Because our current emoji options have failed to plumb the depths of our dark, dark souls.
I was inspired by E’s post on Six (Much Needed) Emoji Ideas for Modern Ladies to share my ideas for what I like to call dark emojis. The current crop of emojis that are available to us simply do not satisfy our needs as human beings trying to communicate with each other in a vast and chaotic world. Mostly, they are just too cute.
While I do enjoy the (somewhat tame) knife emoji that is on offer, the other emojis in this theme are decidedly basic. I would like to suggest a few emojis that could expand our arsenal and allow us to express our darker tendencies. And more succinctly threaten our enemies.
Six emoji ideas for modern ladies with dark souls
A jar of poison
Poison is the preferred method of killing for women, according to me and other women with whom I have discussed this. Poison is calculated. Poison is basically nonviolent. Poison is smart. A jar of poison emoji would be just the thing I could use to rattle someone who was not taking me seriously.
a black cat + the witches from macbeth
It truly shocks me that these two emojis do not exist. These emojis could be used separately or together, depending on the texter’s intentions, and both would make excellent warning signs to those who would wish to do you harm. Alternatively, I would accept a Bellatrix Lestrange emoji.

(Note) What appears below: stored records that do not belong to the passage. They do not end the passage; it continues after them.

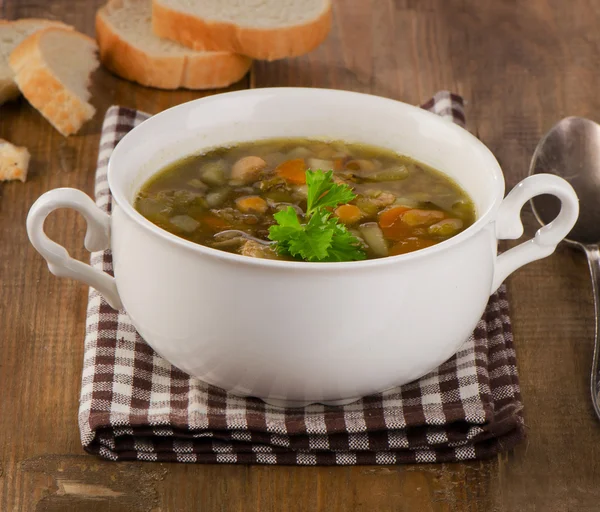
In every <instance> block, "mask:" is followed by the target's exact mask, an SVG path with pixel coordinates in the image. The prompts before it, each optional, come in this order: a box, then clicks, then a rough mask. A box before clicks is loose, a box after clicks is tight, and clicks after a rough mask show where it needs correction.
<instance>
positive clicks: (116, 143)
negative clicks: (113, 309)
mask: <svg viewBox="0 0 600 512" xmlns="http://www.w3.org/2000/svg"><path fill="white" fill-rule="evenodd" d="M424 108H427V109H429V110H431V111H433V112H435V113H437V114H439V115H442V116H444V117H447V118H448V119H449V120H453V121H454V122H457V123H459V124H461V125H462V124H464V112H463V102H462V99H461V98H460V97H458V96H455V95H451V94H450V93H447V92H441V93H438V94H436V95H435V97H434V98H433V99H432V100H430V101H429V102H428V103H426V104H425V105H424ZM147 117H148V116H147V115H146V114H143V113H141V112H137V111H134V110H130V109H127V108H123V107H111V108H110V109H109V110H108V111H107V113H106V118H105V120H104V126H103V131H102V139H101V143H100V154H99V158H98V170H97V175H96V202H97V204H98V206H99V207H100V208H102V209H103V210H104V211H106V212H110V210H111V198H110V193H109V189H108V184H107V181H106V171H107V162H108V159H109V157H110V154H111V152H112V150H113V149H114V147H115V146H116V144H117V143H118V142H119V140H120V139H121V138H122V137H123V136H124V135H125V134H126V133H127V132H128V131H130V130H131V129H132V128H133V127H135V126H136V125H137V124H139V123H141V122H142V121H143V120H145V119H146V118H147ZM91 263H92V265H93V266H94V267H96V268H99V269H102V270H104V271H106V272H109V273H111V272H112V257H111V253H110V251H104V252H98V253H94V254H92V258H91ZM373 370H374V371H376V370H377V369H376V368H375V369H373ZM522 409H523V405H522V403H521V397H520V390H519V381H518V376H517V367H516V361H515V351H514V349H513V340H512V334H511V324H510V318H509V315H508V303H507V300H506V291H505V289H504V287H501V288H500V290H499V291H498V292H497V293H496V294H494V295H493V296H492V297H491V298H490V302H489V304H488V307H487V310H486V312H485V314H484V316H483V318H482V319H481V320H480V321H479V324H478V325H477V328H476V329H475V332H474V333H473V335H472V336H471V337H470V338H469V339H468V340H467V341H466V342H465V344H464V345H463V347H462V348H461V349H460V351H459V352H458V353H457V354H456V355H455V356H454V357H453V358H452V359H450V360H449V361H447V362H446V363H444V364H443V365H442V366H440V367H439V368H438V369H437V370H435V371H433V372H432V373H430V374H428V375H426V376H425V377H423V378H422V379H420V380H418V381H416V382H413V383H410V384H407V385H405V386H402V387H400V388H397V389H392V390H390V391H386V392H385V393H382V394H379V395H374V396H370V397H366V398H363V399H362V400H361V401H359V402H356V403H353V404H350V405H347V406H344V407H327V406H322V405H311V406H309V407H306V408H303V409H288V410H283V409H279V408H275V407H271V406H269V405H266V404H265V403H264V402H262V401H261V400H258V399H253V398H241V397H238V396H235V395H232V394H229V393H227V392H225V391H223V390H222V389H218V388H215V387H212V386H209V385H207V384H205V383H203V382H201V381H199V380H197V379H194V378H191V377H190V376H189V375H187V374H185V373H183V372H181V371H179V370H178V369H177V368H174V367H173V366H171V365H170V364H169V363H168V362H167V361H165V360H164V359H162V358H161V357H160V356H158V355H157V354H156V353H155V352H154V351H153V350H152V349H151V348H150V347H149V346H148V345H147V344H146V343H145V342H144V340H143V339H142V338H141V337H140V335H139V334H138V333H137V332H136V330H135V328H134V327H133V325H132V323H131V321H130V319H129V317H128V316H127V314H126V313H125V312H124V311H119V312H117V311H114V310H113V309H112V308H111V307H110V306H109V305H108V304H107V303H106V302H105V301H104V299H103V298H102V297H101V296H100V294H99V293H98V292H97V291H96V290H94V289H90V293H89V305H88V309H87V332H86V338H85V358H84V368H83V380H82V389H81V404H80V409H79V425H80V430H81V441H82V444H83V446H84V448H85V449H86V450H87V451H88V452H90V453H94V454H97V455H99V456H101V457H104V458H106V459H110V460H144V461H169V462H175V461H177V462H204V463H241V464H245V463H258V464H297V465H316V464H331V465H336V464H337V465H345V464H349V465H352V464H399V463H412V462H448V461H460V460H470V459H478V458H485V457H491V456H493V455H494V454H496V453H498V452H500V451H502V450H506V449H509V448H511V447H512V446H514V445H515V444H516V443H517V442H518V441H520V440H521V439H522V438H523V437H524V425H523V417H522Z"/></svg>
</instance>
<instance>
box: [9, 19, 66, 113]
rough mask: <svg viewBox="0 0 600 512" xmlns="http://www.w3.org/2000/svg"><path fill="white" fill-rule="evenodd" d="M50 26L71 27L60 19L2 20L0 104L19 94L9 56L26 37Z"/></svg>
mask: <svg viewBox="0 0 600 512" xmlns="http://www.w3.org/2000/svg"><path fill="white" fill-rule="evenodd" d="M48 27H62V28H71V27H69V25H65V24H64V23H60V22H59V21H51V20H39V19H35V18H28V19H22V20H17V21H6V20H0V105H1V104H2V103H4V102H5V101H9V100H12V99H15V98H16V97H18V96H19V88H18V87H17V84H16V83H15V81H14V73H13V72H12V70H11V69H10V66H9V65H8V57H9V56H10V54H11V53H12V51H13V50H14V49H15V48H16V47H17V46H19V44H21V42H22V41H23V40H24V39H26V38H28V37H29V36H30V35H31V34H33V33H35V32H37V31H38V30H41V29H44V28H48Z"/></svg>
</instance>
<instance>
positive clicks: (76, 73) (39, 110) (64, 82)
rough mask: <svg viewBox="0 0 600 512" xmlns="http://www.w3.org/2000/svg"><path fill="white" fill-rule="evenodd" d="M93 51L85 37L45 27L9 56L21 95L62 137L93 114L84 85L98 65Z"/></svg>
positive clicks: (15, 77) (88, 118)
mask: <svg viewBox="0 0 600 512" xmlns="http://www.w3.org/2000/svg"><path fill="white" fill-rule="evenodd" d="M96 50H97V47H96V42H95V41H94V40H93V39H91V38H90V37H88V36H85V35H83V34H80V33H79V32H76V31H74V30H66V29H62V28H47V29H44V30H41V31H39V32H36V33H35V34H33V35H31V36H29V37H28V38H27V39H25V40H24V41H23V42H22V43H21V44H20V45H19V46H17V48H15V50H14V51H13V52H12V54H11V56H10V59H9V62H10V67H11V69H12V70H13V72H14V73H15V82H16V83H17V85H18V86H19V89H20V91H21V93H22V94H23V96H25V98H27V101H29V103H31V104H32V105H33V106H34V107H35V108H37V109H38V110H39V111H40V113H41V114H42V115H43V116H44V117H45V118H46V119H47V120H48V121H49V122H50V123H51V124H52V126H54V127H55V128H56V129H57V130H58V131H59V132H60V133H62V134H63V135H65V136H68V135H71V134H73V133H75V132H77V131H78V130H79V128H81V125H82V124H83V123H85V122H86V121H87V120H89V119H91V118H92V117H93V116H94V113H95V109H94V107H93V106H92V105H90V104H89V103H88V100H89V98H90V93H89V91H88V90H87V88H88V85H89V81H90V74H91V73H92V71H94V70H95V69H96V68H97V67H98V59H97V58H96Z"/></svg>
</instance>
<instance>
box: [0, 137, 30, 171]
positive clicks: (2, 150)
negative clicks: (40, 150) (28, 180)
mask: <svg viewBox="0 0 600 512" xmlns="http://www.w3.org/2000/svg"><path fill="white" fill-rule="evenodd" d="M30 158H31V156H30V155H29V151H28V150H27V148H23V147H19V146H15V145H14V144H11V143H10V142H8V141H6V140H4V139H0V181H8V180H21V181H25V180H26V179H27V168H28V167H29V159H30Z"/></svg>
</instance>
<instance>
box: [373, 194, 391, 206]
mask: <svg viewBox="0 0 600 512" xmlns="http://www.w3.org/2000/svg"><path fill="white" fill-rule="evenodd" d="M395 200H396V196H395V195H394V194H390V193H389V192H382V193H381V194H379V195H378V196H377V197H372V198H371V202H372V203H373V204H374V205H375V206H377V207H378V208H385V207H386V206H389V205H391V204H394V201H395Z"/></svg>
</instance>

a knife hovering above an unnervingly large pool of blood
As I mentioned earlier, I find the current knife emoji very tame. It could easily be used to ask someone to chop vegetables or buy new knives or for a wealth of other knife-related but non-threatening purposes. What we really need is an emoji that draws a line in the sand. I want a knife emoji that clearly says if you don’t chop up the vegetables for our vegetarian ratatouille before I get home, there will be consequences.
Because who could terrify men more than Rosamund Pike’s Amazing Amy except, perhaps, Glenn Close’s Alex Forest? Just think how chic a Rosamund Pike Amazing Amy emoji would be. And then consider its versatility. Is someone obliquely referring to you as a cool girl? Chill them into silence with Amazing Amy. Is your husband having an affair with one of his students? Throw down Amazing Amy and see how quickly his libido dries up. Is an old flame forcing you to stay in their creepy mountain cabin while also attempting to ply you with silk negligees and ice cream? Send them Amazing Amy and see how quickly they let you leave for fear of being stabbed to death mid-coitus (use the knife hovering above an unnervingly large pool of blood emoji if necessary). Is the ghost of Neil Patrick Harris haunting your phone? Exorcise him with Amazing Amy.
Inspired by the classic short story by Charlotte Perkins Gilman, this emoji would be just the thing to warn your patriarchal husband/ doctor (who is always trying to get you institutionalized for hysteria) that you are aware of their intentions and are planning a counterattack.
beating heart under a floorboard
This Edgar Allen Poe inspired emoji would be the perfect warning to overnight guests, particularly potential paramours, to treat you and your home with respect.
P.S: The image at the top of the post is a negative space drawing of a human skeleton that I did in a high school art class.